Mas, segundo o mito, como Baco instaurou seu culto na Grécia Ocidental?

A história de Dioniso (Baco) na mitologia greco-romana

A mitologia romana praticamente deriva da grega. Essas lendas e mitos não são contados durante os séculos de forma coerente. As contradições são regra básica quando estudamos os deuses gregos e a história de Dioniso também tem diferentes versões. Algumas vezes é identificado como o antigo Deus da fertilidade Liber Pater, e em outras como o sucessor do deus Zagreu. Outras ainda, o chamam de próprio Zagreu, filho de Perséfone. A versão mais clássica é aquela na qual o deus do vinho é o fruto de uma paixão de Zeus (Júpiter para os romanos), o rei do Olimpo, com a princesa Sêmele, filha do Rei Cadmo de Tebas. Portanto, dos deuses mais importantes, Dioniso é o único descendente de uma mortal. Talvez aí começa a beleza dessa mitologia - a ligação de Dioniso com a terra. Zeus se apaixonou por Sêmele e a engravidou. Quando sua esposa Hera (Juno para romanos) descobriu, decidiu matar a criança. Assumiu a forma de um mulher e persuadiu Sêmele a exigir que o pai da criança se mostrasse com todo seu esplendor para comprovar que era mesmo o Rei dos Deuses. Ao fazer isso, Zeus sem querer, fulminou sua amada, que morreu em chamas. No entanto, ele conseguiu salvar a criança prematura das cinzas e enxertou-a em sua coxa, onde terminou a gestação. Na versão de Creta, Dioniso era filho de Perséfone. Hera ao descobrir a criança, enviou os titãs para despedaçá-la. Zeus chega tarde demais, mata os titãs e recebe apenas o coração de Dioniso pelas mãos de Atena. Ele então, enxerta o coração do bebê em sua coxa, e posteriormente dá a luz ao renascimento de Dioniso.

Mosaico em Pafos (ou Paphos), na ilha de Chipe, também chamada de Casa de Dionísio.

 Mosaico em Pafos (ou Paphos), na ilha de Chipre, também chamada de Casa de Dionísio.

Ambos os casos, o ponto central do culto a Dioniso, que ficou conhecido como o deus que nasceu e morreu duas vezes, é justamente a morte e o renascimento.
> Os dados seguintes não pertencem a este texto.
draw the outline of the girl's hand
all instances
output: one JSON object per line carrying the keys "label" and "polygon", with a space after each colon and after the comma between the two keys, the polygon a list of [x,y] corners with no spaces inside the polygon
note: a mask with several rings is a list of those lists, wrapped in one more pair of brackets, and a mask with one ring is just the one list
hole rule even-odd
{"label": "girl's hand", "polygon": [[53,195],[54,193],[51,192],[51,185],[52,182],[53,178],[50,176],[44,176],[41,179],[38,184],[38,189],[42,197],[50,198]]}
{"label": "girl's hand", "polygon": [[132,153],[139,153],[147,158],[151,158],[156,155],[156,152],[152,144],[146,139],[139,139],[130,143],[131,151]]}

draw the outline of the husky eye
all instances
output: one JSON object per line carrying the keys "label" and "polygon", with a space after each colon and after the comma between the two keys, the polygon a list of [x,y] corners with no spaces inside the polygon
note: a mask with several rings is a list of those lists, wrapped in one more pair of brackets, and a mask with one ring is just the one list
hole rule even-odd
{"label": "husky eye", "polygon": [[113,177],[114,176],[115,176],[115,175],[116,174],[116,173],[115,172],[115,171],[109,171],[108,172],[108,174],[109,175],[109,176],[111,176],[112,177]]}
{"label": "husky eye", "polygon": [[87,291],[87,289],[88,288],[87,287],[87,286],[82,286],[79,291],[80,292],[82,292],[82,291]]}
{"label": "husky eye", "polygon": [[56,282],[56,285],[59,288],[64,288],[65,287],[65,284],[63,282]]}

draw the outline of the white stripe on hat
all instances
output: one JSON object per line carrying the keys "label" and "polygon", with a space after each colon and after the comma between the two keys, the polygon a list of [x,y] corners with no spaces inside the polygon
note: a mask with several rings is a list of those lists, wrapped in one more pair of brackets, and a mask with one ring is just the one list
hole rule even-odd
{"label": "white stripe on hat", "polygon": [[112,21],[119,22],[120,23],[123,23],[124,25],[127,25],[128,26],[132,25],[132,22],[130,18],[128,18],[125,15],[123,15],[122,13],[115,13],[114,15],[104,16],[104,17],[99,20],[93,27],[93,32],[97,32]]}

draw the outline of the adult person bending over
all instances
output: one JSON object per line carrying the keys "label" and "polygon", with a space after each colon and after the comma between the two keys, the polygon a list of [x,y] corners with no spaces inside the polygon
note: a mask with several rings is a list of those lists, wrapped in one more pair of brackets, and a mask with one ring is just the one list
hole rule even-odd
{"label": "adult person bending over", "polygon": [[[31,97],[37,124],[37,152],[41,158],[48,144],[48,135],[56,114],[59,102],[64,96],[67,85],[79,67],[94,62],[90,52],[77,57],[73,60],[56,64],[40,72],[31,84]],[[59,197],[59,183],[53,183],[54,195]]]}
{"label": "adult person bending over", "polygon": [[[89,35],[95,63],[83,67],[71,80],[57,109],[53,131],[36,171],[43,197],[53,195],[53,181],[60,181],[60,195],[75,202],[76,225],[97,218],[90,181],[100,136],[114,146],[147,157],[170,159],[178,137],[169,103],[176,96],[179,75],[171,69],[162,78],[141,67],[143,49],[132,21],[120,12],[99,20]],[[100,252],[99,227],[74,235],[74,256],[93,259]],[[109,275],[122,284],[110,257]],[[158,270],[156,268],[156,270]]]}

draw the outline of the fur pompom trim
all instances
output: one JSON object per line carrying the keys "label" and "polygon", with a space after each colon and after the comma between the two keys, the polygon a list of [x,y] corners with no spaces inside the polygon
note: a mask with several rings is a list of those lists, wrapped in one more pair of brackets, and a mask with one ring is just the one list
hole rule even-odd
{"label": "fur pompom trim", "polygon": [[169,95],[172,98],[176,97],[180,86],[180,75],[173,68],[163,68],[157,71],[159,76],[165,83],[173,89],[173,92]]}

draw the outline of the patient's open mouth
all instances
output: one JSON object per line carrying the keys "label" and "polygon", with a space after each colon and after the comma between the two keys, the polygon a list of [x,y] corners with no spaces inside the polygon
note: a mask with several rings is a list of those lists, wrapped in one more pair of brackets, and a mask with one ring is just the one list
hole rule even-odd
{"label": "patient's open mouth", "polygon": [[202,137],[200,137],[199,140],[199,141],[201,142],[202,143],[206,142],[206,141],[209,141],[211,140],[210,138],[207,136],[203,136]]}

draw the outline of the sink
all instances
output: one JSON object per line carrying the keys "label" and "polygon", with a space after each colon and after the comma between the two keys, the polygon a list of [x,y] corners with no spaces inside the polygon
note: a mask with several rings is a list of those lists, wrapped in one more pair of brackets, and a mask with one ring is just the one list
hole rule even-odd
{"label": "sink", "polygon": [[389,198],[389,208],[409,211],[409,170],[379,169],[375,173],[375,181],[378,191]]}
Após nascer, o pequeno deus, foi entregue aos cuidados das ninfas do Monte Nysa, e longe da ira de Hera. Outra versão conta que a ilha na verdade é a de Naxos. Com o tempo, Hera descobriu que Dioniso ainda estava vivo e rogou-lhe uma loucura que o fez vagar pelo mundo como um andarilho. Nessas andanças foi até a Índia, e na volta descobriu o vinho. Voltou a Grécia espalhando seu culto e recrutando as mulheres – também chamadas de bacantes – que o seguiam nas festas. Com a ajuda de seu tutor e amigo Sileno, um velho beberrão, ensinou os mistérios do vinho para o mundo.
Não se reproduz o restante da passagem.